Hubungan dengan Mycroft Holmes

Akan tetapi diperlihatkan kalau hubungan Sherlock dan kakaknya, Mycroft, tidak akur. Mycroft sudah jadi pejabat, tapi Sherlock malah jadi pelayan.



 Mycroft menganggap Sherlock adalah anak nakal, sementara Sherlock menganggap kakaknya arogan.

Penyelidikan Terus-Menerus

Kasus belum selesai karena barang yang hilang adalah harta milik putri china. Ketika belum ketemu pelakunya, Sherlock malah ditangkap (lagi) dengan tuduhan pembunuhan, aduh! Tidak mungkin kan dia jadi killer?



Penonton makin penasaran, apalagi ada penggalan adegan ketika Beatrice Holmes (adik perempuan Sherlock) tenggelam. Ada apa dengan keluarga Holmes? Apakah ini penyebab Sherlock dan Mycroft tidak akur? Nonton yukk!

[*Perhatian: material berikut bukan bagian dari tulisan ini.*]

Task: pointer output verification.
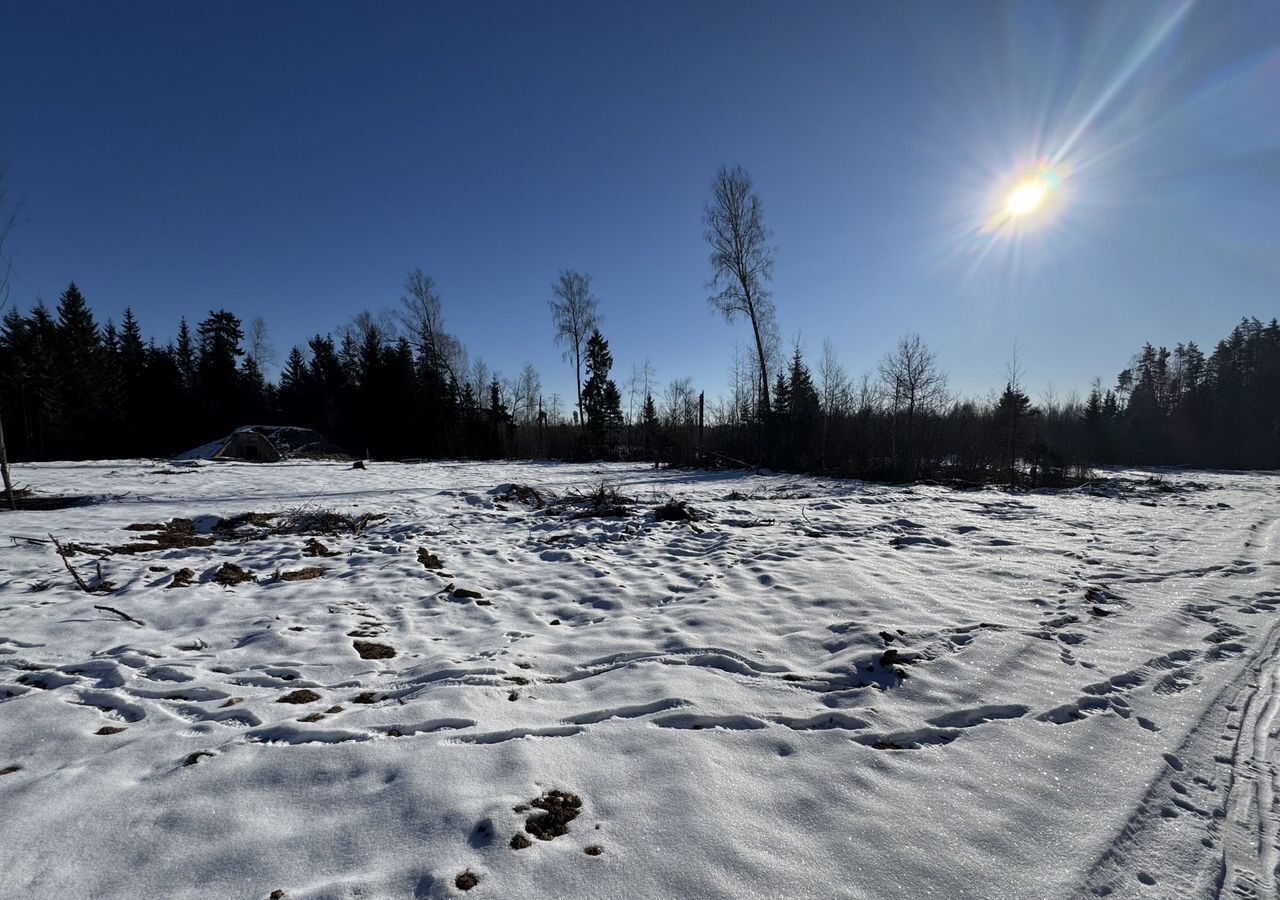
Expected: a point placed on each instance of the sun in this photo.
(1027, 197)
(1029, 200)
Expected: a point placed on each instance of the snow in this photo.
(1089, 704)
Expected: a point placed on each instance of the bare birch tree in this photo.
(915, 385)
(833, 392)
(576, 314)
(423, 316)
(741, 261)
(259, 345)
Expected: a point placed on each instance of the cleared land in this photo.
(423, 681)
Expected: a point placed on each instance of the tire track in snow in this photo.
(1249, 850)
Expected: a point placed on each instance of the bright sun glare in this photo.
(1034, 193)
(1027, 197)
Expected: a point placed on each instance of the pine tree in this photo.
(602, 401)
(1014, 407)
(83, 385)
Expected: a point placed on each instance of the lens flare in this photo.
(1033, 193)
(1027, 197)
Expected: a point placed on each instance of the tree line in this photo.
(403, 387)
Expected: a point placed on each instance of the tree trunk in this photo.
(4, 471)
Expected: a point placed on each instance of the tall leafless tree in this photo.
(915, 385)
(259, 345)
(833, 392)
(576, 314)
(741, 261)
(7, 222)
(423, 316)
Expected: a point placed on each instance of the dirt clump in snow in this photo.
(558, 809)
(315, 548)
(306, 520)
(183, 578)
(600, 502)
(257, 520)
(429, 560)
(173, 535)
(675, 511)
(231, 575)
(301, 695)
(368, 649)
(521, 493)
(466, 881)
(302, 574)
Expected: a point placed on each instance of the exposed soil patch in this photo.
(521, 493)
(368, 649)
(675, 511)
(325, 521)
(315, 548)
(302, 574)
(174, 534)
(466, 881)
(301, 695)
(603, 501)
(429, 560)
(259, 520)
(558, 811)
(231, 575)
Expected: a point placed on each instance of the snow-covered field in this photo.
(822, 689)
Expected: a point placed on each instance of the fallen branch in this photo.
(122, 615)
(103, 585)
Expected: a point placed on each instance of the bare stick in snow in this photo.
(122, 615)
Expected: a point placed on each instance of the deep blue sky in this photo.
(293, 160)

Sherlock adalah Anak Jenius?

Daku penasaran lalu Tanya ke Gemini, apakah Sherlock adalah anak jenius? Ternyata iya. Dia punya kemampuan dan IQ jauh di atas manusia lainnya. Tak heran dia bisa jadi detektif terkemuka (walau agak slebor orangnya).

Akan tetapi daku kok curiga Sherlock ini ADHD? Gemini menjawab kalau di era Sir Arthur dulu, belum ada penjelasan mengenai neurodivergent dan ADHD. Tapi si Sherlock punya beberapa ciri khas ADHD plus gifted (twice exceptional).

Misalnya ketika Sherlock sengaja mengambil barang orang lain lalu mengembalikannya. Orang dengan ADHD memang biasa mencari sensasi dengan melakukan hal yang memicu adrenalin. Lantas, Sherlock bisa hyperfocus ketika memecahkan kasus-kasus yang ada di sekitarnya.

Hero the Nepo Baby?

Yang paling disorot adalah pemeran Sherlock Holmes yakni Hero Fiennes Tiffin. Pada awal kemunculannya, dia sempat dijuluki ‘nepo baby’. Karena memang orang tuanya seniman, dan paman-pamannya juga artis. 



Salah satu pamannya bahkan berperan sebagai Silas Holmes (ayah Sherlock Holmes). 



Sementara pamannya yang lain (Ralph Fiennes) terkenal sebagai Voldemort.

Padahal Hero bisa jadi actor terkemuka karena memang punya kemampuan, bukan karena berasal dari keluarga artis. 



Salah satu sutradara memujinya karena doi punya attitude yang bagus. Nahh, kalau nonton series klean fokus ke cerita atau lihat pemerannya yang ganteng, nih?